Ranthambhore National Park might be gazetted as 1334 square kilometres but tigers, of course, have very little regard for human boundaries. There are regular reports of tiger spoor (and attacks on livestock) in farmlands around the park, but in 2003 Machali’s three-year-old son, Broken Tail, was killed by a train 180 kilometres from the reserve, experts considered it abnormal that he’d roamed so far. They were wrong – and they know that now because of data captured by Amarsingh and the other farmers who work for Tiger Watch.
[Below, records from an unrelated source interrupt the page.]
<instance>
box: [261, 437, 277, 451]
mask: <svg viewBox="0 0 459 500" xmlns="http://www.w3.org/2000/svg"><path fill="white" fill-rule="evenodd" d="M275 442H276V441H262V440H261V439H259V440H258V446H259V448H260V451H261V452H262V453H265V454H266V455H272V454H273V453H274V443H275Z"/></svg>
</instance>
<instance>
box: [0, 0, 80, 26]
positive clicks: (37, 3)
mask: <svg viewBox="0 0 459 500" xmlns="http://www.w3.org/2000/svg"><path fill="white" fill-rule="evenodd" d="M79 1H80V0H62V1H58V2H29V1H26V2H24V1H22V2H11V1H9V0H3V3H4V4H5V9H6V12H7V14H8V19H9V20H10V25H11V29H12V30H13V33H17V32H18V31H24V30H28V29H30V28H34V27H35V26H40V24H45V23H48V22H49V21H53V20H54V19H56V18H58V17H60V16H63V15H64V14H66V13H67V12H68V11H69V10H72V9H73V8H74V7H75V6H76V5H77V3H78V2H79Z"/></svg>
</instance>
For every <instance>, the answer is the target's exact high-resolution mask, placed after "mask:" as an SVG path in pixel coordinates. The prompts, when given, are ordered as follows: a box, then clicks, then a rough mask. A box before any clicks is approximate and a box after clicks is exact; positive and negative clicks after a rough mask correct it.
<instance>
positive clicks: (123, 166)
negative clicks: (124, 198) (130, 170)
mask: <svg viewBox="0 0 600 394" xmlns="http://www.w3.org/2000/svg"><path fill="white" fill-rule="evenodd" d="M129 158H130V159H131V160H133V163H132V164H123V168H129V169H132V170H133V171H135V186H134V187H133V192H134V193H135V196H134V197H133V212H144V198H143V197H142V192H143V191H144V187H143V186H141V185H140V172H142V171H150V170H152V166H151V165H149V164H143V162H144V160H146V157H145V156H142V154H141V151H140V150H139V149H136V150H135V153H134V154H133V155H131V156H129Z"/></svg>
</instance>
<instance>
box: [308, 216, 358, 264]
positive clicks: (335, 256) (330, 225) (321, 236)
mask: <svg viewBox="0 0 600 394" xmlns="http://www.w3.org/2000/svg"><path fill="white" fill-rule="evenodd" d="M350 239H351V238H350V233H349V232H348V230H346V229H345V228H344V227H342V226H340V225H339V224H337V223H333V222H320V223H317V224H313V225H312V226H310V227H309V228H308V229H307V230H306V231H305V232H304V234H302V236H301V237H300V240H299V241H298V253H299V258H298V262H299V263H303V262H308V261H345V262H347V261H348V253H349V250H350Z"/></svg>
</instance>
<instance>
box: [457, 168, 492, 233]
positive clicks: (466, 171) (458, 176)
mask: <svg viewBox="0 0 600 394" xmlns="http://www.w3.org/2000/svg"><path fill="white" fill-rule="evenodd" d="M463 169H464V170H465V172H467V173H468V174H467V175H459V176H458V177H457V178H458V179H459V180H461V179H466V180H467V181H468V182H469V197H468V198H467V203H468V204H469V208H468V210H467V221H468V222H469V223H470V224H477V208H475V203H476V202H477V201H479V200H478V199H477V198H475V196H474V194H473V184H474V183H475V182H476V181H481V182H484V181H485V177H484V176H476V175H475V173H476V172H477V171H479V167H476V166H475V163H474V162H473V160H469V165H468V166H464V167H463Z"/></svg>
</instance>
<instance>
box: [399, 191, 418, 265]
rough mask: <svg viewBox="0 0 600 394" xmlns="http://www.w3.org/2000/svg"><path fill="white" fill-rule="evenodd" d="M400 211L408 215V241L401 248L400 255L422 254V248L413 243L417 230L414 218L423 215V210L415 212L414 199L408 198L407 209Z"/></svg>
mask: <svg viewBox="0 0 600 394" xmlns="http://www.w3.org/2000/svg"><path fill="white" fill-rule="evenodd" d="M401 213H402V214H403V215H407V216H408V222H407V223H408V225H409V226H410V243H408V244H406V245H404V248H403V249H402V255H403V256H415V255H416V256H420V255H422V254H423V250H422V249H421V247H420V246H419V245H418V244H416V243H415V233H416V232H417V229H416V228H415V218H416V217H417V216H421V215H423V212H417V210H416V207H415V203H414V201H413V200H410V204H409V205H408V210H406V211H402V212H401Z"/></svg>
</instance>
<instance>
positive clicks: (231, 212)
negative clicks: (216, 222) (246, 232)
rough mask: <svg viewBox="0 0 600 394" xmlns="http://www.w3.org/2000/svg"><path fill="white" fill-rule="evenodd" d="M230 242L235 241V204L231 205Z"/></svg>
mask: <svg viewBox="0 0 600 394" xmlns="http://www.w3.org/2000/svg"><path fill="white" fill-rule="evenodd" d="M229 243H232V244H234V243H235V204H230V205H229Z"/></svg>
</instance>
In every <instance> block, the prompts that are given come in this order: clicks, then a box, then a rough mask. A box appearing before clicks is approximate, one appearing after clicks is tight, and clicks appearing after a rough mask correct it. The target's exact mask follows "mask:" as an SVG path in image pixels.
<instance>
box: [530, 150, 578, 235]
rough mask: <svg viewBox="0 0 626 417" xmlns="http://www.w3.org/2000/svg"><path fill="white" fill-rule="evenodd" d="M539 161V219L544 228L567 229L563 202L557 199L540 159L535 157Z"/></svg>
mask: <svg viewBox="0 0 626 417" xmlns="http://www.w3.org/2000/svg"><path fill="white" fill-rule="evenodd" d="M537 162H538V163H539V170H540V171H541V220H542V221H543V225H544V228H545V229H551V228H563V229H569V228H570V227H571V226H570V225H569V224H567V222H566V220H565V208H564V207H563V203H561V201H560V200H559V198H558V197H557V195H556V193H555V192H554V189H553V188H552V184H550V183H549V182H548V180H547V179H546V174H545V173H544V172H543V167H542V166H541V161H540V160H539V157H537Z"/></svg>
Amarsingh is one of 20 Village Wildlife Volunteers (VWV) who have been trained to use camera traps and GPS’s and transfer data to the Tiger Watch headquarters in Sawai Madhopur. Since 2015, the VWVs have recorded and tracked the movements of the cats, and the data they’ve collected is giving conservationists insight into what tigers need to survive: a network of protected areas through which they can safely roam.

Ranthambore’s Culture

The VWVs have evolved into valuable go-betweens for park authorities and villagers by managing the man-animal conflict that threatens the future of India’s wildlife, and in just 18 months they’ve become the humble protectors of Ranthambhore’s tigers.

So that’s how Amarsingh ended up tending camera traps as well as his wheat crop, and after a good night’s sleep beside his field that night last December, Amarsingh woke up at dawn and happened to look over the edge of his bed. All at once, he felt elated, terrified, bemused and relieved: there, a few centimetres from his face, was the bold pugmark of a tigress. He saw another, and another, so he followed them: the spoor led Amarsingh straight to the camera trap he’d checked before going to bed. At 11.36 pm, the camera showed, a mature tigress had casually sauntered past the lens.

“The tiger sniffed me and left,” said Amarsingh, twirling his moustache. “She gave me a message: you are my saviour and I will not hurt you.”

From subsistence farmer to champion of tigers: in India, you see, life is anything but ordinary.